CN104796407A - Method for extracting unknown protocol features - Google Patents
Method for extracting unknown protocol features Download PDFInfo
- Publication number
- CN104796407A CN104796407A CN201510127979.3A CN201510127979A CN104796407A CN 104796407 A CN104796407 A CN 104796407A CN 201510127979 A CN201510127979 A CN 201510127979A CN 104796407 A CN104796407 A CN 104796407A
- Authority
- CN
- China
- Prior art keywords
- agreement
- feature
- byte
- frequent
- candidate set
- Prior art date
- Legal status (The legal status is an assumption and is not a legal conclusion. Google has not performed a legal analysis and makes no representation as to the accuracy of the status listed.)
- Granted
Links
Classifications
-
- H—ELECTRICITY
- H04—ELECTRIC COMMUNICATION TECHNIQUE
- H04L—TRANSMISSION OF DIGITAL INFORMATION, e.g. TELEGRAPHIC COMMUNICATION
- H04L43/00—Arrangements for monitoring or testing data switching networks
- H04L43/18—Protocol analysers
-
- H—ELECTRICITY
- H04—ELECTRIC COMMUNICATION TECHNIQUE
- H04L—TRANSMISSION OF DIGITAL INFORMATION, e.g. TELEGRAPHIC COMMUNICATION
- H04L69/00—Network arrangements, protocols or services independent of the application payload and not provided for in the other groups of this subclass
- H04L69/02—Protocol performance
Landscapes
- Engineering & Computer Science (AREA)
- Computer Networks & Wireless Communication (AREA)
- Signal Processing (AREA)
- Computer Security & Cryptography (AREA)
- Information Retrieval, Db Structures And Fs Structures Therefor (AREA)
- Investigating Or Analysing Biological Materials (AREA)
Abstract
The invention discloses a method for extracting unknown protocol features. The method includes: the data frames of each kind of protocol are divided into two parts, each part is segmented according to bytes, and occurrence times and frequencies of each byte are counted to obtain frequent bytes; the frequent bytes are screened to obtain the frequent bytes corresponding to each kind protocol; splicing the frequent bytes, which occurs continuously, corresponding to each kind protocol to obtain feature long strings, namely frequent strings, and the frequent strings are screened to obtain the feature candidate set of each kind of protocol; the data frames of each kind of protocol are represented into vectors according to the corresponding feature candidate set; a correlative feature selecting CFS algorithm is used to perform feature selection on each feature candidate set, and the selected features are recorded; a KNN algorithm is used to categorize the features, and categorizing accuracy rate and recognition rate are statistically counted. By the method for extracting unknown protocol features, decision makers can effectively recognize unknown protocols.
Description
Technical field
The present invention relates to a kind of extracting method of unknown protocol feature.
Background technology
Along with the development of network is increasingly sophisticated, ensure that the safety of information network has become the core content of national information strategy; Under specific network environment, the threat being undertaken stealing secret information by any special measures is increasingly severe, this type of approach of stealing secret information normally sends classified information by the mode of radio communication, and the agreement that this communication adopts is unconventional special unknown protocol, and the existing precautionary measures are basic only for known protocol, most employing, cannot to such the steal secret information monitoring of channel type and detection based on methods such as port mapping or static nature couplings.

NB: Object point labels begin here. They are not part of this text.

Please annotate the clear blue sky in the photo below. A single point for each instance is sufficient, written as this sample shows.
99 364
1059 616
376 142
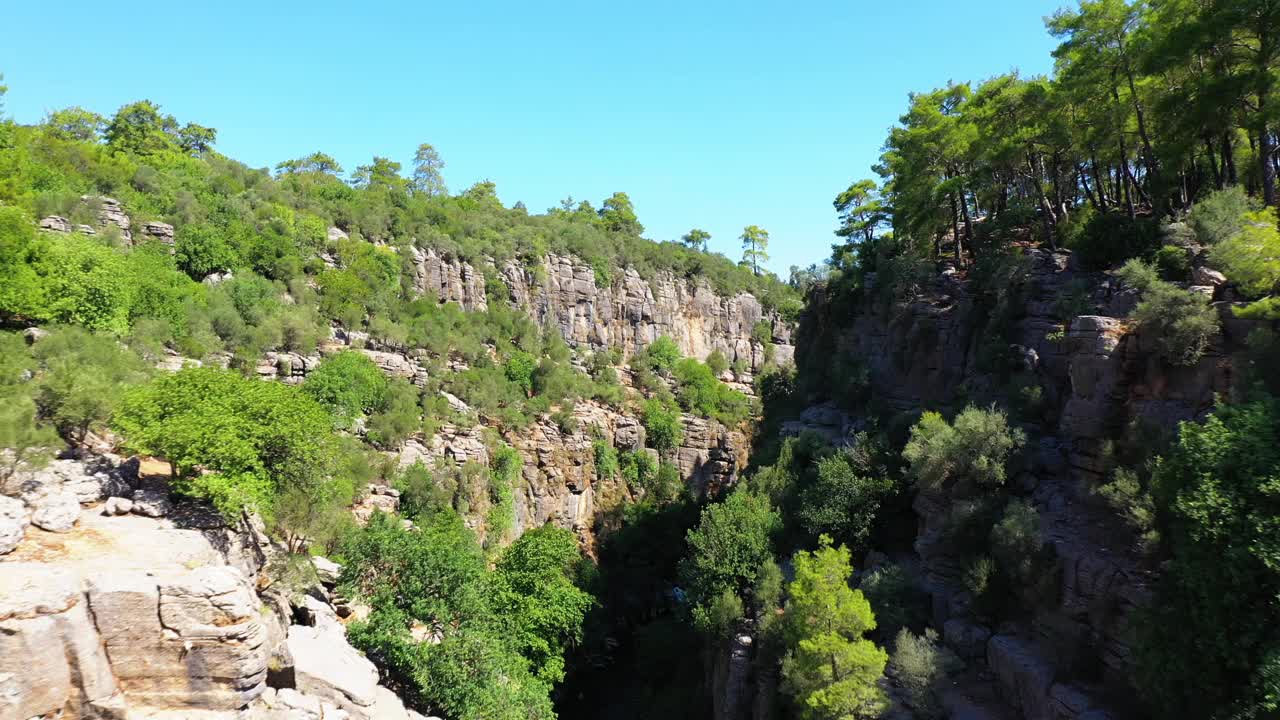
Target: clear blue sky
707 113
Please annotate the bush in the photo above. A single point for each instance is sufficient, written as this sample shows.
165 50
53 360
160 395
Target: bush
1015 541
659 355
233 441
728 546
842 502
1110 238
920 664
662 424
1138 274
1182 322
897 601
1219 215
1173 263
82 381
348 383
969 452
1207 643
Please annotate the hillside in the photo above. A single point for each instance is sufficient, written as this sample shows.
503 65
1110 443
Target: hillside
297 442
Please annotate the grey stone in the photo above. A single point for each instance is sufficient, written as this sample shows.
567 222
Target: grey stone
327 666
13 523
55 223
152 502
117 506
56 511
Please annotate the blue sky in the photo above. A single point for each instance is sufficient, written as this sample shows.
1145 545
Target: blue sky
708 114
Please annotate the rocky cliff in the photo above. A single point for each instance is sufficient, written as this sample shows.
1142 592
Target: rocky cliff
1101 388
118 604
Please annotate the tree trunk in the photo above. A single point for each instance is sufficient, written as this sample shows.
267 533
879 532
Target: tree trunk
1219 176
1229 159
955 231
968 224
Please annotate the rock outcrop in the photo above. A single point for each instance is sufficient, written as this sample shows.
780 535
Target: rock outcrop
124 615
1097 377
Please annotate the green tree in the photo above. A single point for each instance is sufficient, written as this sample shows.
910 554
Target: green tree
142 130
82 381
662 423
1206 645
842 502
755 244
970 451
831 669
426 172
76 124
728 546
348 383
196 140
23 292
316 163
538 600
27 441
382 173
201 250
1251 258
696 238
234 441
618 215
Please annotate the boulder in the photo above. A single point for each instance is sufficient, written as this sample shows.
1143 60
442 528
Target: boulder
13 523
56 513
152 502
1208 277
327 666
55 223
117 506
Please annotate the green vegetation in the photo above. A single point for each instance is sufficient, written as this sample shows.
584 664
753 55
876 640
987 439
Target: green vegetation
965 455
832 670
1206 645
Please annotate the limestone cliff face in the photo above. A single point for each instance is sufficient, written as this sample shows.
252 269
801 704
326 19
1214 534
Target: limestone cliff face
123 606
1100 381
630 313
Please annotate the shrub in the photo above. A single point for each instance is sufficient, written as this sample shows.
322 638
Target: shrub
233 441
842 502
83 379
1182 322
1015 540
661 354
1110 238
920 664
728 546
1207 643
662 424
718 363
897 601
1138 274
1173 263
348 383
972 450
1217 215
1251 258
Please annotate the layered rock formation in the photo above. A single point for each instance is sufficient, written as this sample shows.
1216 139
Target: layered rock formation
119 616
1100 382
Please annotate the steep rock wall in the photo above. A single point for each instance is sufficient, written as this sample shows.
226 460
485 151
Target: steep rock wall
1100 378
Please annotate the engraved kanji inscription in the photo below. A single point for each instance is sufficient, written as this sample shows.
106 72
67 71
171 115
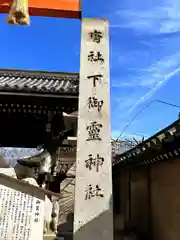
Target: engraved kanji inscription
95 57
96 78
96 36
94 131
94 162
91 193
93 102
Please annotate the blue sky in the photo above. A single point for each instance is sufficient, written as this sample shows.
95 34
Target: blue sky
145 56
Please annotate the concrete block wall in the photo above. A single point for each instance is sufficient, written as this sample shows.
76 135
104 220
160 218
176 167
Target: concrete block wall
154 199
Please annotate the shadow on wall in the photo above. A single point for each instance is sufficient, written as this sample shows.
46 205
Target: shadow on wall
90 231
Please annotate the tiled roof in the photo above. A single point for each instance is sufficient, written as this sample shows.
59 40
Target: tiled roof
39 81
162 145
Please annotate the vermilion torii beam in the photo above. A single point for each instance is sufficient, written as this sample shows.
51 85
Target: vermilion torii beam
49 8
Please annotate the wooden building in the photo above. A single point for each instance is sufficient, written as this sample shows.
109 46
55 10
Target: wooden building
146 184
36 110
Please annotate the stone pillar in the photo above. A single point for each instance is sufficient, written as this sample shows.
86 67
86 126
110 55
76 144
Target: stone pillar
93 216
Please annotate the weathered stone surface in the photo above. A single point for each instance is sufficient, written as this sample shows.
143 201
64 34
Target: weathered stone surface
23 171
9 172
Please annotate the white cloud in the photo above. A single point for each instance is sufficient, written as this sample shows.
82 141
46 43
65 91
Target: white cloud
157 75
163 17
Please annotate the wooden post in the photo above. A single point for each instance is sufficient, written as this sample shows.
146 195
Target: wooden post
93 217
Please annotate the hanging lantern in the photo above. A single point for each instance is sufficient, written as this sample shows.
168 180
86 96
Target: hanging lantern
18 9
19 14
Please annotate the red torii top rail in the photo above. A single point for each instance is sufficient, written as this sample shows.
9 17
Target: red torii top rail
49 8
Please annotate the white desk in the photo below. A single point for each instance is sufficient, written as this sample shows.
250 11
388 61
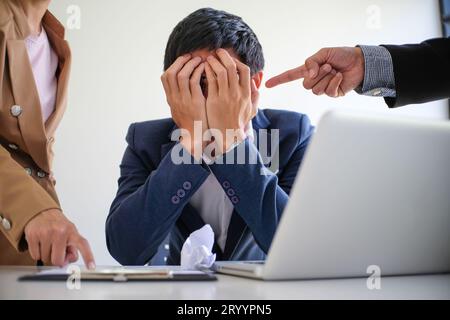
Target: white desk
409 287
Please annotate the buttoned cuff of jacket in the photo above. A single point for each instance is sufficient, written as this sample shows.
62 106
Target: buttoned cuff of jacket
233 169
16 217
379 79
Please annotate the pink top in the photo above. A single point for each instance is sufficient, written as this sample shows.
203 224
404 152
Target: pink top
44 63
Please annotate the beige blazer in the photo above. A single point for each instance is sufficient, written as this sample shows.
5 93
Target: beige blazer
26 181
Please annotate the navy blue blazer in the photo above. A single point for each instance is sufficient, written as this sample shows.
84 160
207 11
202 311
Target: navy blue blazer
152 203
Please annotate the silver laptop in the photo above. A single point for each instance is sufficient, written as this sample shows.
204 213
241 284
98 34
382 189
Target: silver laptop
372 194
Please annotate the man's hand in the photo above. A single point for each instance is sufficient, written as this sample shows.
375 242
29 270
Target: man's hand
331 71
186 100
229 104
53 239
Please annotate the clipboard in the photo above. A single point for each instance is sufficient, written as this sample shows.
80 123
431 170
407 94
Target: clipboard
121 274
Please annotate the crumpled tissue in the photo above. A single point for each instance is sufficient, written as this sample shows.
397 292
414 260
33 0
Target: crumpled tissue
196 253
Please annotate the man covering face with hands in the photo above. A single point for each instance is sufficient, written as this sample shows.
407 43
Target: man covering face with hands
216 90
238 163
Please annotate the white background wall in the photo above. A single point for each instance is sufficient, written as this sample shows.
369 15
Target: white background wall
118 57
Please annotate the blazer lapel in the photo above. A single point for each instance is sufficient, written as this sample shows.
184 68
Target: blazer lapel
55 33
25 95
235 229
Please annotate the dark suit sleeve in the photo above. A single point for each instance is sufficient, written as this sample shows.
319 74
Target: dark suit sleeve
149 201
261 198
422 72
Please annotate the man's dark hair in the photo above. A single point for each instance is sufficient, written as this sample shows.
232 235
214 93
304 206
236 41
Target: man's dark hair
213 29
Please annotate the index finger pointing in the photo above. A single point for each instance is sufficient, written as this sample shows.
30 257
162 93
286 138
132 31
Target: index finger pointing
288 76
83 246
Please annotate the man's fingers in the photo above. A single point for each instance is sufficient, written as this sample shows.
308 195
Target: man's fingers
45 248
33 248
83 246
71 255
58 254
314 62
288 76
185 74
212 81
310 83
221 74
255 97
322 85
172 72
333 87
229 63
244 76
194 82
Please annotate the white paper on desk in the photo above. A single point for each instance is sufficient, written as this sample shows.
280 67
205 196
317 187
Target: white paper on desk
196 253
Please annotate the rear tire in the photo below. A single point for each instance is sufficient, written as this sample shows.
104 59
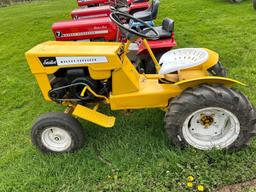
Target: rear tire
210 116
57 133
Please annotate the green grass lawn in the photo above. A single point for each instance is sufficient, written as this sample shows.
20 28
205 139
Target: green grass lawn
137 147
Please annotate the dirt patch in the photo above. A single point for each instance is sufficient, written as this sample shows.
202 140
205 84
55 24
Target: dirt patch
240 187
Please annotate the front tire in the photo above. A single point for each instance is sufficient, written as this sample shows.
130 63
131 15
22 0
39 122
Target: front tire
218 70
57 133
210 116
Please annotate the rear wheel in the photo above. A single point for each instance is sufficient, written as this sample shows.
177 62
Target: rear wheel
209 117
57 133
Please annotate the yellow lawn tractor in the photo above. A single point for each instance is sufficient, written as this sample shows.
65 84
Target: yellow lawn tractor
201 109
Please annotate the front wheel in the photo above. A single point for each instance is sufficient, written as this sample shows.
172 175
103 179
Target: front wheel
218 70
57 133
210 116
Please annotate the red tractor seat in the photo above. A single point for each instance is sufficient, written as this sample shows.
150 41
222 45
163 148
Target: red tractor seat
150 13
165 31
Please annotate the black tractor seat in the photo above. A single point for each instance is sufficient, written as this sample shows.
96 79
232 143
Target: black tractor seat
165 31
150 13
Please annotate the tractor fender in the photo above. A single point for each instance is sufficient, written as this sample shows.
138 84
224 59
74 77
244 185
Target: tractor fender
213 59
207 80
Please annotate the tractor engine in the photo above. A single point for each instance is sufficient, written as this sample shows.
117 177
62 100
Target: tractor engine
68 84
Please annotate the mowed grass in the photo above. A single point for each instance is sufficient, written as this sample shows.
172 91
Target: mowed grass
138 152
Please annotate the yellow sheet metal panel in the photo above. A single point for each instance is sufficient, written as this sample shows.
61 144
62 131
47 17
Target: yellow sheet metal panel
44 84
94 116
99 74
151 94
191 74
56 48
125 79
72 54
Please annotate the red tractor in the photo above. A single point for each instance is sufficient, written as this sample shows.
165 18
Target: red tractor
92 3
103 29
105 10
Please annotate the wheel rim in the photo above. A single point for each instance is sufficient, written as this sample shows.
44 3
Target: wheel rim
211 127
56 139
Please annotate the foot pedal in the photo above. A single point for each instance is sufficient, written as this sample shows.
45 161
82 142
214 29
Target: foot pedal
94 116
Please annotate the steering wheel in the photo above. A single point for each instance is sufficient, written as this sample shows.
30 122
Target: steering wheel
115 17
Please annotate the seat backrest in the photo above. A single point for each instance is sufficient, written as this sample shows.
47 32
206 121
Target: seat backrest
154 8
168 24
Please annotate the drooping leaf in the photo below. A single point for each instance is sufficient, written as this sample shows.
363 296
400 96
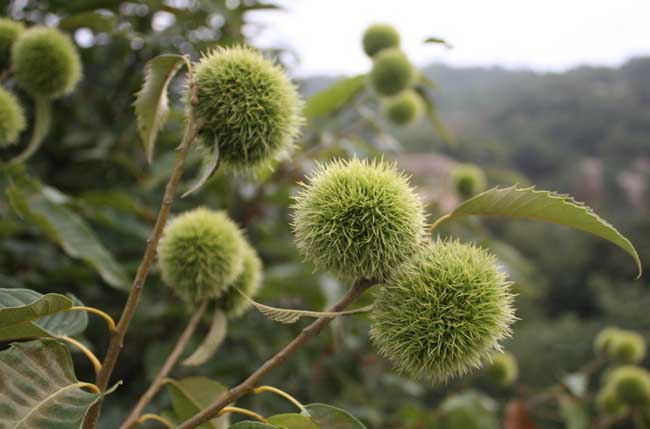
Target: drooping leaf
212 341
39 389
207 171
293 421
25 313
334 98
193 394
249 424
574 413
25 305
152 103
546 206
437 40
326 416
36 204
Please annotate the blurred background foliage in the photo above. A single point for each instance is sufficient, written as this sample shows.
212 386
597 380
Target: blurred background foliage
585 132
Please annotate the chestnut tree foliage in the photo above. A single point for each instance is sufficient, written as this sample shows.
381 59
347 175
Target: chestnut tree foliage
180 222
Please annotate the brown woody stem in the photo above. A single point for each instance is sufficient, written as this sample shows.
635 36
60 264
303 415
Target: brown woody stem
282 356
117 338
167 367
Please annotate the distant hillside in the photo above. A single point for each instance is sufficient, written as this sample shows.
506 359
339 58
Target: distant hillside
588 124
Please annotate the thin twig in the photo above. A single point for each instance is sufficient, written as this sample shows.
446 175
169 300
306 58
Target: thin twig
110 323
167 367
249 384
279 392
42 124
85 350
117 339
243 411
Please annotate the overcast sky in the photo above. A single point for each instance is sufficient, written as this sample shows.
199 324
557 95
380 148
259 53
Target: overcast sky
542 35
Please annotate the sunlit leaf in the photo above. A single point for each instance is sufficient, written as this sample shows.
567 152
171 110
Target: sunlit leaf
334 98
212 341
546 206
34 204
193 394
25 313
152 103
326 416
39 389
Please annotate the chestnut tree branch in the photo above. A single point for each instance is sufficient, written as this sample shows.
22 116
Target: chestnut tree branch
282 356
117 338
167 367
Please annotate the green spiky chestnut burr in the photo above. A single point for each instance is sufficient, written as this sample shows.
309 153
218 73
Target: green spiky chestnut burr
404 108
468 180
248 107
378 37
233 303
391 72
627 348
608 403
10 30
358 218
12 118
46 62
631 385
503 371
442 312
201 254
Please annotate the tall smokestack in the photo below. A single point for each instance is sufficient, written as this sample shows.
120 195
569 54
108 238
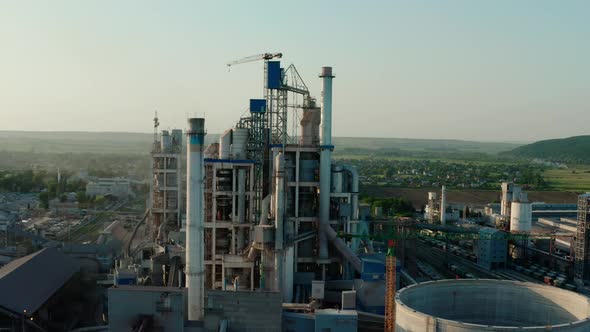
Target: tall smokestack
326 148
443 205
195 257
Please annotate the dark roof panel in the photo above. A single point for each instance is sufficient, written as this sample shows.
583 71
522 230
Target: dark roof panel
28 282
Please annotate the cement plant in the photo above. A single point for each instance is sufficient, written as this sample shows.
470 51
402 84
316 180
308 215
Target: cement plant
264 230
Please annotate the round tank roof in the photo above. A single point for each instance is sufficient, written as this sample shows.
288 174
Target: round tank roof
490 305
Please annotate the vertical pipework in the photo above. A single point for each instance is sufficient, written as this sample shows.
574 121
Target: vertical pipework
279 213
195 267
443 205
325 157
241 207
280 200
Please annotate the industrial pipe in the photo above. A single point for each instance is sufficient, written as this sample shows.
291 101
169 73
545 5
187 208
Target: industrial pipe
279 206
264 212
443 205
325 158
279 200
225 144
354 189
241 207
195 267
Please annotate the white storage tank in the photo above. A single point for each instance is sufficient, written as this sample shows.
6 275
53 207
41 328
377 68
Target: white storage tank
337 179
166 143
177 138
239 141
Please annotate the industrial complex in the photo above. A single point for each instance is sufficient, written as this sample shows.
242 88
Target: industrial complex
262 230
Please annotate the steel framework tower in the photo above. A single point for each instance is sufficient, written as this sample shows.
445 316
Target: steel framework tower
257 142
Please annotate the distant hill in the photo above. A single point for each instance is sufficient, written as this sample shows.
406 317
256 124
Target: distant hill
575 150
140 143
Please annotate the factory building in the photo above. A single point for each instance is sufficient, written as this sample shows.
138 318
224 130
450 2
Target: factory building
266 211
491 248
438 210
273 205
166 184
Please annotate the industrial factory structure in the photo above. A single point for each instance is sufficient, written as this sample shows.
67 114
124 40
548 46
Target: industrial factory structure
268 236
264 210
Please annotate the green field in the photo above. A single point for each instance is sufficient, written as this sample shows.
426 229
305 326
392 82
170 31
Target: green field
575 178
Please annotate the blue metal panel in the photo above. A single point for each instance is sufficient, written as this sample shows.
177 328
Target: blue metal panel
126 281
257 105
196 139
231 161
274 75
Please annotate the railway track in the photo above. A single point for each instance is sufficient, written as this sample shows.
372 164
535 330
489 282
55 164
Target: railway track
438 257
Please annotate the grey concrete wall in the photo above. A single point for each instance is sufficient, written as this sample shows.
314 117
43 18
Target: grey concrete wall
246 311
490 305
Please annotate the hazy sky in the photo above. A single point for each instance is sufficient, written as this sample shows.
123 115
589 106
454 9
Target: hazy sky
479 70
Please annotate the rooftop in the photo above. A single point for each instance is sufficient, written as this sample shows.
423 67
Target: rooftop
28 282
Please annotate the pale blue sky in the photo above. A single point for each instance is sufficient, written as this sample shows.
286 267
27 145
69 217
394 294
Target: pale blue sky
478 70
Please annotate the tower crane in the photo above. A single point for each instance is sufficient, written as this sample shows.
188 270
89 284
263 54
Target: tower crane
263 56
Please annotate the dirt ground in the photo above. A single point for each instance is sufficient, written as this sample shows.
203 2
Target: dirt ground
476 198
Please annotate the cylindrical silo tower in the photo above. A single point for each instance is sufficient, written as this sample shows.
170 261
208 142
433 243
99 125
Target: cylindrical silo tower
195 249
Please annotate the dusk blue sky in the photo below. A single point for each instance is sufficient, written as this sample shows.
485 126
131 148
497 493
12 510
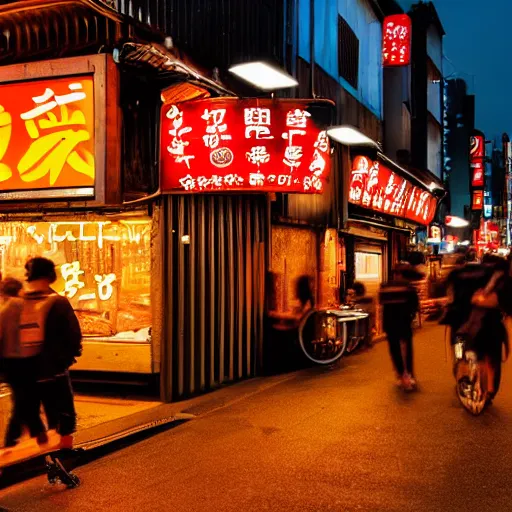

In order to ensure network safe operation and to attacking and the early warning of dangerous act, policymaker in the urgent need to accurately finding the feature of agreement to be identified under current structure complex network environment, therefore we need the extracting method finding a kind of feasible protocol characteristic, and aid decision making person identifies unknown protocol efficiently.
Summary of the invention
The object of the invention is to overcome the deficiencies in the prior art, provide a kind of extracting method of unknown protocol feature, aid decision making person identifies unknown protocol efficiently.
The object of the invention is to be achieved through the following technical solutions: a kind of extracting method of unknown protocol feature, it comprises the following steps:
S1. the Frame of each agreement of data centralization is divided into two parts at random, by byte, cutting is carried out to every part, and add up number of times and the frequency of the appearance of each byte respectively, obtain frequent byte;
S2. use Jaccard parameter to screen frequent byte, select the frequent byte that each agreement is corresponding;
S3. the frequent byte of continuous appearance corresponding for a kind of agreement is spliced, obtain the long string of feature i.e. frequent string, and filter out byte and occur that quantity is greater than the long string of feature of frame total byte quantity 50%, obtain two feature Candidate Sets of this agreement, get it to occur simultaneously as the feature Candidate Set of this agreement, frequent byte corresponding to each agreement respectively carries out the feature Candidate Set that above-mentioned process obtains each agreement;
S4. according to the feature Candidate Set obtaining each agreement, the Frame of this agreement is characterized by vector, makes each frame data become the vectorial of feature Candidate Set;
S5. use correlative character to select CFS algorithm to carry out feature selecting to the feature Candidate Set of each obtained agreement, and the feature poised out is carried out record;
S6. KNN algorithm is utilized to classify, the accuracy rate of statistical classification and discrimination, as the evaluation index of feature selecting result.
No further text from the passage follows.